The announcement of Great Britain – written by Richard Bean, author of the National Theatre’s smash hit One Man, Two Guvnors – about two weeks ago came as a bit of a shock to both the theatre world and the public. Having been cast and rehearsed in complete secret since before Easter, the play focuses on the rise and fall of a tabloid newspaper, and decries – amongst a vast range of transgressions –Page Three, phone hacking, police corruption, and political skulduggery. Almost every sphere of public life is examined and found wanting.

The need for secrecy during production and development is clear – the announcement came as Andy Coulson’s trial for phone hacking, and by extension, the Leveson Inquiry, drew to a close. Had the play been publicised before the end of the legal process, its creators might well have been indicted for contempt of court. As it is, the timing of the play makes it so topical as to inevitably render it a box-office success. The astute references to the current cultural and political climate make it irresistibly entertaining to an audience of intelligentsia who like to consider themselves in the know. Multimedia meme-style videos of the Police Commissioner’s public apologies and attempts at redemption recall the autotuned Nick Clegg “Apology Song”. The horsey senior editor who has no idea what is actually going on in her offices is a clear stab at Rebekah Brooks, ex-editor of the now-defunct News of the World. The editor-turned media guru to the Prime Minister mirrors David Cameron’s disastrous misstep of appointing Coulson to the very same position.

These references are funny, but I can’t help but feel that the play overall is lazy. It is only too easy to cruise along on the ludicrousness of actual events, without offering any insight or solution to the ensuing chaos. Billie Piper – of Doctor Who and Secret Diary of a Call-Girl fame – is surprisingly unengaging to watch, despite being billed as the star of the show. It could just be that her character – the ruthlessly ambitious and uncompromising sub-editor who will do anything to catch a story – is so relentlessly unlikeable, but Piper herself does little to make the character multi-faceted, instead playing her on one villainous note. Perhaps my personal dislike for asides has coloured my enjoyment of the script – but it takes far more skill and is ultimately more engaging for a playwright to gradually reveal motivations and relationships through dialogue rather than mounting them as occasional explain-all monologues directed at the audience.

The design is glossy and flexible, with sliding glass partitions which reveal variously the police commissioner’s home, the newspaper offices and even the Ivy restaurant. The use of multimedia and projection is one of the play’s strongest points, and parodies of national newspapers (“The Guardener” which carries the subtitle ‘We think so you don’t have to’, and “The Mail”, which only ever features headlines about immigrants) are one of the main sources of laughter.

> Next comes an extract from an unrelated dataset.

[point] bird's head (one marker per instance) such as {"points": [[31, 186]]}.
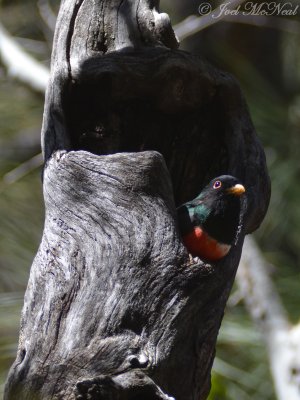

Supporting cast members – such as Oliver Chris, as the Vice-Commissioner who compromises his own moral code so severely that he feels obliged to bring himself to a sticky end –  give excellent performances, and the overall feel of the play is high-powered and glossy.

The National Theatre’s choice to commission a play about the corruption of the press is an interesting one. Pravda, written by David Hare and Howard Brenton, focuses on a similar topic, although its specific subject matter is a thinly-veiled parody of Rupert Murdoch’s ascension to power over Fleet Street, whereas Great Britain’s Murdoch-figure has already made it in the newspaper business, and is now aiming at an approximation of the BskyB bid. Personally I think that Hare’s version is more witty and more skilfully constructed, however, whilst Pravda was hugely successful during the immediate aftermath of Murdoch’s rise, it is now largely obsolete as a political play, because times have moved on. Though Great Britain is entertaining now, its power to amuse is rooted firmly in the present.

Watch Great Britain like you might read Private Eye – as an immediately amusing construction rather than as a lasting masterpiece of writing.